Diese Menschen sind keine Soziopathen, sie führen lediglich langfristige Beziehungen. Sie sind zu diesem traurigen – aber unvermeidlichen? – Der Punkt, an dem sich die sanfte Intimität, die sie früher mit ihren Partnern teilten, in zwei völlig isolierte Räume verwandelte, die es aufgrund gedämpfter Reaktionen auf das, was tatsächlich gesagt wurde, unmöglich machten, einander zu hören. Heutzutage kann Leila nicht einmal sich selbst hören (gespielt von der rezessiven Mala Emde, deren clevere Leistung gleichzeitig als Projektor und Leinwand fungiert). Während Leila immer noch große Zuneigung zu ihrem Freund Tristan (dem überaus liebenswerten Jonas Dassler) empfindet, scheint ihre Selbstidentität unter der Last ihrer stagnierenden Beziehung zu ersticken. In einer Welt, in der es einfacher ist, zu ändern, wer man ist, als wer man ist, ist eine Trennung möglicherweise die naheliegendste Lösung. „Skin Deep“ gibt es auf dieser Welt nicht.

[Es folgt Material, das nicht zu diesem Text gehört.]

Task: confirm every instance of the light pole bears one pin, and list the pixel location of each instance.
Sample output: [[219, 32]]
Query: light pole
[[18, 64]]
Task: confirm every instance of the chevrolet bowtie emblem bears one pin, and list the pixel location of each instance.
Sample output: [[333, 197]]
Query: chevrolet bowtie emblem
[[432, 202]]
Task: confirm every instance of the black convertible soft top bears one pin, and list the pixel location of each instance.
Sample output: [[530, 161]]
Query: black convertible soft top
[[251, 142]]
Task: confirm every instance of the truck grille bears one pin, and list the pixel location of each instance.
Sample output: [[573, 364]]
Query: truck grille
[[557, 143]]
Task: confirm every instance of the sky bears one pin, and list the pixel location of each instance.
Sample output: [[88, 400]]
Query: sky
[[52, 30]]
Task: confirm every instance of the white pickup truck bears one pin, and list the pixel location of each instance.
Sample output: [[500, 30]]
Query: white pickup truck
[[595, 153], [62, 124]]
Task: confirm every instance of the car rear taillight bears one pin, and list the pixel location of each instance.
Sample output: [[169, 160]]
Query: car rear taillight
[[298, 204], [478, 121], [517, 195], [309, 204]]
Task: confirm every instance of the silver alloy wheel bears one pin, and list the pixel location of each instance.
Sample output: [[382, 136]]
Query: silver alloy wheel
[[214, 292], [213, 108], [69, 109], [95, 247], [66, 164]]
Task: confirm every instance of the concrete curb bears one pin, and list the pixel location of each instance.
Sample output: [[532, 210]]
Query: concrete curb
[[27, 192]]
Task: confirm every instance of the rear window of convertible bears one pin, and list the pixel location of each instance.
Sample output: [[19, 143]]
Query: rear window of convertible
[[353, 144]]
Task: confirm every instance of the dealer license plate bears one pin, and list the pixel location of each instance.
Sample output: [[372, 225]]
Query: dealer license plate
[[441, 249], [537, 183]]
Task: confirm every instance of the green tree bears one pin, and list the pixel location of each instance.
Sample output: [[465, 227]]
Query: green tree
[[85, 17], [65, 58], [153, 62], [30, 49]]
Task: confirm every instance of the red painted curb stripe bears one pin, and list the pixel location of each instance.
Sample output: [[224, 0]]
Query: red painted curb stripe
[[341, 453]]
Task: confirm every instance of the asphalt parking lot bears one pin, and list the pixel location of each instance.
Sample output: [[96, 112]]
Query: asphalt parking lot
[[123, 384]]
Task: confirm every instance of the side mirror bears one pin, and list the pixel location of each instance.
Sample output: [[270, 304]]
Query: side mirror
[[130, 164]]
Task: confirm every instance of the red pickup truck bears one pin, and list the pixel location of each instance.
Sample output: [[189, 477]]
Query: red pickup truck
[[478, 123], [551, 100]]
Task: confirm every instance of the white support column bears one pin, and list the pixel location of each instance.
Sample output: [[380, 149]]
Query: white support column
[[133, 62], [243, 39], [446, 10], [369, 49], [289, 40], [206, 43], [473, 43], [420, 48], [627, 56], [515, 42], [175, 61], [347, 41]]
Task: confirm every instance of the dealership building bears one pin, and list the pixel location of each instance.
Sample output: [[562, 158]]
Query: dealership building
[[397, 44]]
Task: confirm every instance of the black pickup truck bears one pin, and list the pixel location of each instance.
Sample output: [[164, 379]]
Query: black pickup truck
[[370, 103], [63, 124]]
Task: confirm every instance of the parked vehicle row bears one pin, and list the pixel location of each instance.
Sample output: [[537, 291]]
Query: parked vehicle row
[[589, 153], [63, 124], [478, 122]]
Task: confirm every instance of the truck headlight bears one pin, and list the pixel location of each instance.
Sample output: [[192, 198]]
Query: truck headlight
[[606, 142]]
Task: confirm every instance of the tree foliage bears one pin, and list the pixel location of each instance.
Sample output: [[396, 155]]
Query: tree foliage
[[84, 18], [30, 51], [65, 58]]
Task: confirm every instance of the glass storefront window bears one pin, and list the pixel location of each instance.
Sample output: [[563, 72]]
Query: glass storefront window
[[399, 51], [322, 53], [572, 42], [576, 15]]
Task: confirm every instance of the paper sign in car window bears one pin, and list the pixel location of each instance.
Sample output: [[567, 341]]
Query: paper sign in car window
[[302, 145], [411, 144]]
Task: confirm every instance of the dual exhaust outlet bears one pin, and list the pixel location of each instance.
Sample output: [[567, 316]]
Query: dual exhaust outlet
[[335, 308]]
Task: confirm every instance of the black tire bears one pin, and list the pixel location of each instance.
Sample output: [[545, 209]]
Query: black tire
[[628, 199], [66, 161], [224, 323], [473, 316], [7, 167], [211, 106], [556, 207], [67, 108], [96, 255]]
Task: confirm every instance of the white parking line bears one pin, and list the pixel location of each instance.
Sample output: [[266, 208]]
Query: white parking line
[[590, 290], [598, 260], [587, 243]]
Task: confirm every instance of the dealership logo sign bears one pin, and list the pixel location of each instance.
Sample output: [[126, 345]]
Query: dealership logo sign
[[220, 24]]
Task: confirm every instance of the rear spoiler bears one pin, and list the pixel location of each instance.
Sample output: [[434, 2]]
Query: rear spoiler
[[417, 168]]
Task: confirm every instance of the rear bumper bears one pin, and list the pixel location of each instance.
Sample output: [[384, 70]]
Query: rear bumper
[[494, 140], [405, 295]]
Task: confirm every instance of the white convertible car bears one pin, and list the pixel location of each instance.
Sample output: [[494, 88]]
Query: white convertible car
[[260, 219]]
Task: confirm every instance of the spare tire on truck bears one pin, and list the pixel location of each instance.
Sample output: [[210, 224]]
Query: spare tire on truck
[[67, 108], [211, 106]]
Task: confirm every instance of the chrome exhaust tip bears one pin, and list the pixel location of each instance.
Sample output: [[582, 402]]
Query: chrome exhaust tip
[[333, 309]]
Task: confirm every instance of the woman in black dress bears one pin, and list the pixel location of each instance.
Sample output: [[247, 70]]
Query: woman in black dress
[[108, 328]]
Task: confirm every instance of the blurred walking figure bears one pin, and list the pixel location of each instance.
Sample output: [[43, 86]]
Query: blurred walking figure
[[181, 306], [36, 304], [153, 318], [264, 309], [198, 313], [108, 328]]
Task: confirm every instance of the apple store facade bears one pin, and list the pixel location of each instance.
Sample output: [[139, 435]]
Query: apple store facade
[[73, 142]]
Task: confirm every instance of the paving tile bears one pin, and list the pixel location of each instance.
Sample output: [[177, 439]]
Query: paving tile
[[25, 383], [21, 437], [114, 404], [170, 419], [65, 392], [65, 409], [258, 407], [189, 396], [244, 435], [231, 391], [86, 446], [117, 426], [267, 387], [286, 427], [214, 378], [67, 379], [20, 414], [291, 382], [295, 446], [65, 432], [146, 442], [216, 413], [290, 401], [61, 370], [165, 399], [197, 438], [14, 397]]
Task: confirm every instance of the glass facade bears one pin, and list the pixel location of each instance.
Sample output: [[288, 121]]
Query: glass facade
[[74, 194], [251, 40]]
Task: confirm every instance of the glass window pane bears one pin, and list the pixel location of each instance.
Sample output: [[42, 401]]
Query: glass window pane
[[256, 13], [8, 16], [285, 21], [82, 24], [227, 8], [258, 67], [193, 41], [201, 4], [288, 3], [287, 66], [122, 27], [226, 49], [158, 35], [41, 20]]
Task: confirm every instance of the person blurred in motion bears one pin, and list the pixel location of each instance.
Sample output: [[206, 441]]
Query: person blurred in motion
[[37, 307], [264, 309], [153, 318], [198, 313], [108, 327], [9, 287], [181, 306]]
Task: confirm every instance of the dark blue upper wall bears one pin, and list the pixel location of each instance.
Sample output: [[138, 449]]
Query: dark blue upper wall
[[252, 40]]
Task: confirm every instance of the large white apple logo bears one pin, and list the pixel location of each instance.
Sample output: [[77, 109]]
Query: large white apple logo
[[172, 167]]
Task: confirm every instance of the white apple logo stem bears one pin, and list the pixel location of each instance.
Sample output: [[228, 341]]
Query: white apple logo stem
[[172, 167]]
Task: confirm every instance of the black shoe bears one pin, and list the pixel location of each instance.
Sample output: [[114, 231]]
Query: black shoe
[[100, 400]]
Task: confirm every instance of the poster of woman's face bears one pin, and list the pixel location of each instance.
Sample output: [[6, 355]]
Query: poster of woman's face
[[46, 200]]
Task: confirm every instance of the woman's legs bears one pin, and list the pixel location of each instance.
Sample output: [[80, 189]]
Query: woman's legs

Aber auch hier ist es möglicherweise nicht so einfach, Ihre Identität zu ändern, wie es scheint.
Von den ersten Momenten dieses beeindruckenden Debüts (das von Shad und seinem Bruder Dimitrij gemeinsam geschrieben wurde) hat man das vage Gefühl, dass viele der Charaktere, denen wir begegnen, nicht das sind, was sie zu sein scheinen. Lila wurde von einer alten Studienfreundin auf die Insel eingeladen, aber der alte Mann, der auf sie und Tristan wartet, als die Fähre ankommt (The Experiment-Schauspieler Edgar Selig), sieht nicht viel wie die Stella aus, an die wir gedacht haben. . Diese Diskrepanz wird noch deutlicher, als Stella seine angebotene Assistentin mit einer Begeisterung anruft, die darauf hindeutet, dass es ihm besonders Spaß macht, ihren Namen auszusprechen: Ezra.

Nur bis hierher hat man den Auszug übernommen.